Important Notes Before You Use This Option:

This workaround was executed specifically for a 67xx. If you find similar issues and cannot apply Option 1, please escalate to your backline.
If you also face a condition or symptom other than those covered in this article, please escalate the case to your backline.

There is a command that allows you to remove the label of the LUN. But before removing the label, you need to make sure of the following things:

Be certain about which LUNS you will be removing the label from.
Make sure that the LUNS (from the EM) haven't been added yet to the snfs configuration (vol0.cfg).

If you have doubts, please consult your senior engineer, or escalate to a backline engineer, providing the information that you collected as advised above.

How to check if the LUNS (from the EM) weren't added yet:

The binary to expand the snfs is cvupdatefs. The information about the expansion will be available in the file expandFS.log (the file is gathered by collect in the app-info directory).

Look at the exapandFS.log file and confirm that the expansion has not been done. If it was done, please escalate the case.

Also check the vol0.cfg file (gathered by collect and available in the snfs-info directory), to confirm that the LUNS of the EM have not been added to the snfs.

After you check that the snfs is clean (step 1 and 2) and there is no reference to the LUNS of the new EM, continue with the steps below.

Check to see if the mapfile.txt has the new LUNS with labels

In this case you can have two possible conditions:

4.1. The new LUNS of the new EM under mapfile.txt have labels, but the output of cvlabel -L shows no labels on those LUNS.

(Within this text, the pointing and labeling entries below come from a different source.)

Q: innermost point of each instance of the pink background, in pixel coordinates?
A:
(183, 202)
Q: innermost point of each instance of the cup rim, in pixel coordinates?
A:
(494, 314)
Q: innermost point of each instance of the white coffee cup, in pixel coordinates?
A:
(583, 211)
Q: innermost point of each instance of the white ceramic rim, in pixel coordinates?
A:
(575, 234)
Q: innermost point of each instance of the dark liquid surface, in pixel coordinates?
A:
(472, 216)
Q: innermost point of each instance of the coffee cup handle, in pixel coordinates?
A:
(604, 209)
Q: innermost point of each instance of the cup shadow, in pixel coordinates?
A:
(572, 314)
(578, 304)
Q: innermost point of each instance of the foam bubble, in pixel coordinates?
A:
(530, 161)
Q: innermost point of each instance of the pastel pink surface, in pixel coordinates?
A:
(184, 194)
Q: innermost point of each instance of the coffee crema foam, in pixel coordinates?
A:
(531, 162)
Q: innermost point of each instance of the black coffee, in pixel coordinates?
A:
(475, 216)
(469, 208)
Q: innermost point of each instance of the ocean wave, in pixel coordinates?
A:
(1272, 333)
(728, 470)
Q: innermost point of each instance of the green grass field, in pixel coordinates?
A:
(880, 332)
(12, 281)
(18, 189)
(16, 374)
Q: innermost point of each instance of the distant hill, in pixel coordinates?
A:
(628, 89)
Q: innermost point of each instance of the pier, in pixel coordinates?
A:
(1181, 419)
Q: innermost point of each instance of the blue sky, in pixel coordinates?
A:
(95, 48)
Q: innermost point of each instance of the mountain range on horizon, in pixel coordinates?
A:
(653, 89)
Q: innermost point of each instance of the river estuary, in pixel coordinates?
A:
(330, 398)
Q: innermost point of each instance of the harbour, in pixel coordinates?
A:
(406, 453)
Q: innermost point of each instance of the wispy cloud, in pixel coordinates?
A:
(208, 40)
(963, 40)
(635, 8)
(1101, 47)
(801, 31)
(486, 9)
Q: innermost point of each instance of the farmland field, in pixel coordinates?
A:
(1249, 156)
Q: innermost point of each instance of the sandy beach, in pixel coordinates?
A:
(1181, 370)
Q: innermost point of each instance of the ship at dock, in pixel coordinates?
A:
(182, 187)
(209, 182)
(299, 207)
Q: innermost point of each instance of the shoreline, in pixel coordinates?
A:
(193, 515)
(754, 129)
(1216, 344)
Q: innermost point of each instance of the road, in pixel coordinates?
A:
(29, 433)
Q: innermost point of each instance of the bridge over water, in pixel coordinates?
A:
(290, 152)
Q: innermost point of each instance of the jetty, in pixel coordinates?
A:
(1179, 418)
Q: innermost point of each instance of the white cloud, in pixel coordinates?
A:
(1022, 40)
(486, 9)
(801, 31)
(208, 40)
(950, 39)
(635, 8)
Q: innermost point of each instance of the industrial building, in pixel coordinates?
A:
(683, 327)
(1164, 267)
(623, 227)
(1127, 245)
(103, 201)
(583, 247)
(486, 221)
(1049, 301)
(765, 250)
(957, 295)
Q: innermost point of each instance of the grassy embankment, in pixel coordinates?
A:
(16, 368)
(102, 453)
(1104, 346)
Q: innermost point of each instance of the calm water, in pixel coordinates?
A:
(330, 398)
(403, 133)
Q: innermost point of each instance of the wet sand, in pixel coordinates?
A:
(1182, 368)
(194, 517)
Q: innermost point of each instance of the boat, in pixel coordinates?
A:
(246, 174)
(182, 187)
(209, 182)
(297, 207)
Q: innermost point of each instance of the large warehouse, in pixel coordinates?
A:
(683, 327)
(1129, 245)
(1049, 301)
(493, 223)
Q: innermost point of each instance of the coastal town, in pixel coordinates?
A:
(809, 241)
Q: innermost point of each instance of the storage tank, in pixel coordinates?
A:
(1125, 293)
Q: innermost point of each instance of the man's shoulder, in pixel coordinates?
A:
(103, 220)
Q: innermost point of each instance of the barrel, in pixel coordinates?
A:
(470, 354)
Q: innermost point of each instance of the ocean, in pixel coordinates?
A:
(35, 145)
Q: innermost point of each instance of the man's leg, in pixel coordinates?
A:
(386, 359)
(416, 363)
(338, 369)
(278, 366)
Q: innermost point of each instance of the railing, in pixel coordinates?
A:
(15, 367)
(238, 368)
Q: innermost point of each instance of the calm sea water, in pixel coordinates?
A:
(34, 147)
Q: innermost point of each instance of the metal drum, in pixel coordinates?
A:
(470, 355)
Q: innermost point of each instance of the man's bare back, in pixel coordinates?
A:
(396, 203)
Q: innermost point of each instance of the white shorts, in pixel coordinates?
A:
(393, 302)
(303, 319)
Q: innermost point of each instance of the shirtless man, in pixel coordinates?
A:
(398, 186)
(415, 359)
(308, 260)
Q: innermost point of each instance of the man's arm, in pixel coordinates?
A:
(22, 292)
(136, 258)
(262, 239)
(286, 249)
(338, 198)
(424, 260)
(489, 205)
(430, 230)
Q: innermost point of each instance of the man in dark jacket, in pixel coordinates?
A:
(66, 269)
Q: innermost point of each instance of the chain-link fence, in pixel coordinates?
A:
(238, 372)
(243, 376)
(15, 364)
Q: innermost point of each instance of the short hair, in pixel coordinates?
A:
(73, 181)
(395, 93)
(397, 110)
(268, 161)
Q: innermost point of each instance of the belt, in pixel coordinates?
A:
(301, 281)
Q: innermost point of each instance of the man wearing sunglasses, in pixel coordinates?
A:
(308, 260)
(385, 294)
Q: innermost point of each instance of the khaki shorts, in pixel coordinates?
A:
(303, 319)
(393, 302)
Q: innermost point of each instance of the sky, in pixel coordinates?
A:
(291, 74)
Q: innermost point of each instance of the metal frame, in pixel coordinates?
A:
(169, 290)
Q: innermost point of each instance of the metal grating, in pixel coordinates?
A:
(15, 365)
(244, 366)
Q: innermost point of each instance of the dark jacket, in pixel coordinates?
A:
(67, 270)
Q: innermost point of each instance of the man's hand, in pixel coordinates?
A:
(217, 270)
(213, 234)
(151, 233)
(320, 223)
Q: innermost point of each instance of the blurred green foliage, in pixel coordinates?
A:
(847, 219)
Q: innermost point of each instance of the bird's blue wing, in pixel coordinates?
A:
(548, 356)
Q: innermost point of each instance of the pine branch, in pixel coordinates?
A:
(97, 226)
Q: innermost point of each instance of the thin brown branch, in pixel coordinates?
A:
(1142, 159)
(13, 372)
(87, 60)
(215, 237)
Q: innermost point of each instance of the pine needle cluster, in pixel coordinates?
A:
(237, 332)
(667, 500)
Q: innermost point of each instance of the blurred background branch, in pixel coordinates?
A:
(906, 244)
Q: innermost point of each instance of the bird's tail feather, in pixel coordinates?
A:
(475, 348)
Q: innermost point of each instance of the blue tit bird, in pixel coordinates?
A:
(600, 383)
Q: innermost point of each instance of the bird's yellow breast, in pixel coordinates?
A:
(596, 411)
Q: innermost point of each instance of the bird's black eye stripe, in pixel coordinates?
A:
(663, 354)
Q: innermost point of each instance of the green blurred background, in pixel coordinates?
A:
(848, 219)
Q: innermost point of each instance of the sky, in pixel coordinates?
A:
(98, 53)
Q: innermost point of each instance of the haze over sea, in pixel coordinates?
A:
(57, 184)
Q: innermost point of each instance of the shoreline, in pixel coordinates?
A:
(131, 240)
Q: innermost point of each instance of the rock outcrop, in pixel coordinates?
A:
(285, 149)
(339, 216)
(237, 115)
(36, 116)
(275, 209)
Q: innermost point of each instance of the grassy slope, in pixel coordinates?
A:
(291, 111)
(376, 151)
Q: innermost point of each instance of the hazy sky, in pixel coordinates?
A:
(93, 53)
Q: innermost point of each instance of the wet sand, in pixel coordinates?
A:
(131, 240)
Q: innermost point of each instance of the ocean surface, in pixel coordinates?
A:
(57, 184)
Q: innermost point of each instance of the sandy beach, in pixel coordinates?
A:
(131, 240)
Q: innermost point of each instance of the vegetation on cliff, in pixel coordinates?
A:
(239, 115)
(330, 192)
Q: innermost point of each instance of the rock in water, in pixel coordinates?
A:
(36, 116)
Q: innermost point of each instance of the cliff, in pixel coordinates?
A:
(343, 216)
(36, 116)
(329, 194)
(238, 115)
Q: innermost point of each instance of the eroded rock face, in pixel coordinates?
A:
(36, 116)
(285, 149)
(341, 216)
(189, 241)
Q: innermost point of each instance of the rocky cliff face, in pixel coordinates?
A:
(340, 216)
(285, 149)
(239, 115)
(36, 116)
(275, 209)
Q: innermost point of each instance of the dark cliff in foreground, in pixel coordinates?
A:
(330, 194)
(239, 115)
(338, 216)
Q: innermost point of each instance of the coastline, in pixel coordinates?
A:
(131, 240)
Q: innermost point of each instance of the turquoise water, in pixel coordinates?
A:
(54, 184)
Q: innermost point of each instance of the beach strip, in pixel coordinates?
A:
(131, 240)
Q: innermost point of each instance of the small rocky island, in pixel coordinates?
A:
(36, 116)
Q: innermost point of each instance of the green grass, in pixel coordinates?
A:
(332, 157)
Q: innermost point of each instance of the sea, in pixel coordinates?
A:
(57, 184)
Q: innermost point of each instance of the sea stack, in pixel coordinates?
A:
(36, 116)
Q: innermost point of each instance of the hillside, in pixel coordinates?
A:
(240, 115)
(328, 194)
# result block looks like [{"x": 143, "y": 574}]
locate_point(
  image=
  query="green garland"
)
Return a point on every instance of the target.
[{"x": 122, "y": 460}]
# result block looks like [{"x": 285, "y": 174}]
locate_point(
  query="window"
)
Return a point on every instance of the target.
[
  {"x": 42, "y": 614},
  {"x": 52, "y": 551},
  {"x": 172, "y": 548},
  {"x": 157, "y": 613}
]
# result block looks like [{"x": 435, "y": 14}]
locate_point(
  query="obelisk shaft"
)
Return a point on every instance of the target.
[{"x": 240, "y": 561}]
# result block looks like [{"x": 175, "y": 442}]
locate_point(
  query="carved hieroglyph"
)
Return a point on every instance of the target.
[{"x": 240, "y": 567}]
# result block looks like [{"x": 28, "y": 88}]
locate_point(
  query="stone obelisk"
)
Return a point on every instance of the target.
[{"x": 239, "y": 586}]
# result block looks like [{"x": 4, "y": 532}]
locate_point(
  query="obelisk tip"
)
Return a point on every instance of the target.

-- If this is the case, you can remove the new LUN entries, reboot the DXi, and try to expand again.

4.2. The new LUNS of the new EM under mapfile.txt have labels, and the output of cvlabel -L also shows labels on those LUNS.

-- If this is the case, proceed with the next step.

Now let's remove the snfs label.

ATTENTION: Do not execute this command on the wrong LUN:

# cvlabel -U /dev/sd##

Where /dev/sd## is the device node of the new LUN from the new EM that is being pointed to in this case, which already had a label during the expansion process.

At this point, you may reboot and try to do the expansion. If expansion doesn't work, redo the steps above, followed by cleaning the JBOD (new EM). The procedure to clean the JBOD is available in the Field Service Manual (but make sure you don't hit the issue reported under bug 33225).

Additional Note:

On the DXi, the following file may be created during expansion:

/opt/DXi/FilesystemExpansionInProgress

This file may be created during the expansion process. You'll see that it is an empty file.

Supposing that the expansion process was interrupted, but nothing wrong occurred, and you need to continue the expansion, if you create this file (using the touch command), the DXi will try to resume the expansion on the next reboot.

In the procedure above, you may want to check if the file exists.